There’s no doubt in my mind, being able to look into what is happening inside a server, blade or stack of servers and correlate those activities with what is happening outside on the network is extremely valuable. It’s what allows firms to really gain that end-to-end understanding of what is going on in their environment.
Components are starting to consolidate. Market data engines and matching engines, pricing engines and gateways are being pulled together, often into a single application or server, and are now communicating via memory.
This can present problems because with classic network based monitoring you would only be able to see a message going into this big blob of activity and a message coming out again. If this takes a second, that’s huge, usually, it’s simply too much. But realistically now what?
There could be several applications working away inside, there could be network cards and their stack, and the operating system, plus additional applications. Without a view inside this big blob of “stuff” how can you possibly know where the excess time was spent? And if you don’t know that, how do you know what it is you need to do to fix it?
With a view inside you can monitor a message as it goes in, see it as it crosses the network interface card, then the operating system and then as it enters the application. This drill down provides a detailed understanding of what is happening internally. So you can find out where the problem is and zoom in. In testing environments, where you are testing the integration of multiple applications into one server, it’s particularly important to be able to do this.
To enable our clients to gain this detailed visibility, Velocimetrics has Application Tap. It’s used in different ways. For instance, one of our clients is currently building a new network protocol and they don’t want to build decoders just yet as they will change with each version of the protocol’s development. This client uses Application Tap in their testing environment to measure performance, once they get the performance they want, they’ll then settle on a spec.
Using Application Tap means they can do all this testing, see what’s happening inside the application and correlate the timings with what is happening on the wire. Then they’ll write the decoder once, not potentially 100 times. It really is a way of dividing and conquering what you can do from the outside, with minimal impact on the application in terms of performance.
We’ve also seen clients use Application Tap to measure the performance of a very particular piece of hardware and to determine which change to their system caused a problem.
With Application Tap, when changes are introduced clients can see what is happening inside their server.
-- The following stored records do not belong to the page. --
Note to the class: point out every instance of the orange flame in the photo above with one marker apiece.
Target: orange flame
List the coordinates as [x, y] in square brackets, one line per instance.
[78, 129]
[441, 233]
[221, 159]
If a client is replacing all of their network interface cards and messages are now taking extra time within the server, the client can measure the timings of all hops inside the server and determine which change caused the difference.
It’s not just about understanding the overall change, but whether different components were stable when various changes were introduced. It enables clients to see if they replace just one thing how everything is behaving, for instance, if they upgrade their operating system, with Application Tap, they can see what has changed.
It’s about being able to see what happened not just from the outside but from the inside too. And this level of visibility, especially in testing environments, where you are trying to work out what is going on, can be incredibly useful.